Tu as donc cette partie « dormante », qui va peut-être se débloquer au Japon un jour; ton lot de nouveautés; ta partie vraiment « kiff », pertinente, qui va vendre des bouquins et te permettre de publier à un rythme plus soutenu, etc. Par exemple j’aime beaucoup ce que fait Panini avec Sidooh pour sa réédition en ce moment. Et Panini, globalement, je leur tire mon chapeau. Je les connais très bien par le biais des comics et je trouve que leur retour en manga est vraiment pertinent. Pour une boîte qu’on critique autant, en comics comme en manga (parce que je sais très bien ce qu’ils prennent dans la gueule), franchement je trouve qu’ils font les choses bien. On a vu des éditeurs avec plus de prestige et de reconnaissance saloper des éditions Deluxe japonaises de séries cultes, tandis que là Panini ne font que de bonnes rééditions. Eden elle est super, 20th Century Boys aussi, Sidooh aussi. J’aurais rêvé que City Hunter aille ailleurs parce que je connais des gens du milieu qui auraient fait un boulot et une édition extraordinaire dessus dont on aurait jamais osé rêver, juste pour le kiff. Mais ils cartonnent quand même avec. Pour des gens qui se sont réveillés un jour avec Les Rodeurs de la Nuit qui devient la plus grosse vente au Japon et qui repartent de zéro avec, bah derrière ils ont assuré sur le reste, alors que ça aurait été tentant de se contenter de ramasser les billets et d’attendre gentiment. 

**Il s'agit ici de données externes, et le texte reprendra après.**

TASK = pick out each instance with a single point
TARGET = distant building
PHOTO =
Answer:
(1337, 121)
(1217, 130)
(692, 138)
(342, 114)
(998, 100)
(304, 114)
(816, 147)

Encore une fois, je reviens à ça : on mange trop bien en France ! Tout ce qui était demandé va arriver en même temps. Forcément des gens se demandent, légitimement, « est-ce qu’il ne va pas y avoir des crashs dans les librairies, des morts », etc, c’est naturel. Déjà, ça dépend beaucoup d’à quel point tu es placé, du nombre d’exemplaires dispatchés dans les librairies. C’est de très loin la donnée la plus importante pour la vie d’un bouquin, industriellement ! Si tu mets 75 000 bouquins, t’inquiètes pas que tu vas en vendre assez pour te rembourser côté avance et production, le risque est minimisé, ce qui encourage encore une fois à aller vers des valeurs sûres déjà pré-vendues car fortes d’un buzz chez les fans, dans le scantrad etc. C’est un truc qu’on voit de notre côté mais que les lecteurs ne voient pas forcément. L’autre facteur, c’est que le marché s’étend à fond dans les âges : on lit du manga de plus en plus tôt et de plus en plus tard, avec des paniers moyens totalement différents et en constante évolution.

Il y a de la place pour tout le monde en réalité, et il faut vraiment acheter ce qui nous fait plaisir et pas nécessairement suivre la hype juste pour la hype. Je pense que c’est hyper-important pour que le marché s’assainisse du côté « qualité des éditions ». S’il doit y avoir des morts, ça va être dans la surproduction des trucs qui ne méritent pas vraiment de sortir, mais personne ne sera d’accord sur l’identité de ces titres à de rares exceptions près. Là-dessus, le marché doit se niveler par le haut, et pour ça il faut que les gens aillent soutenir des projets plus divers. Tu vois Sidooh dont je parlais tout à l’heure : j’adore ce qu’ils ont fait, en termes d’édition et de commercialisation, mais on a regardé les chiffres cette semaine et c’est clairement pas fou. Mais j’adore leur pratique édito-commerciale de dire « on en sort 2 par mois, comme ça vous allez pouvoir vous refaire la série vite et bien dans un beau format », et je trouve ça bien, parce que passé 25 ans, c’est plus facile de mettre 20 euros par mois pour te faire une collection rapide d’un titre que t’aimes bien sans attendre 2 à 3 mois entre chaque tome. C’est pas parce que c’est pas une giga-vente que c’est pas intéressant, et il faut que les gens puissent voir ça, même quand c’est Panini qui n’a pas besoin du manga pour survivre. Quand ils font du bon travail il faut le dire.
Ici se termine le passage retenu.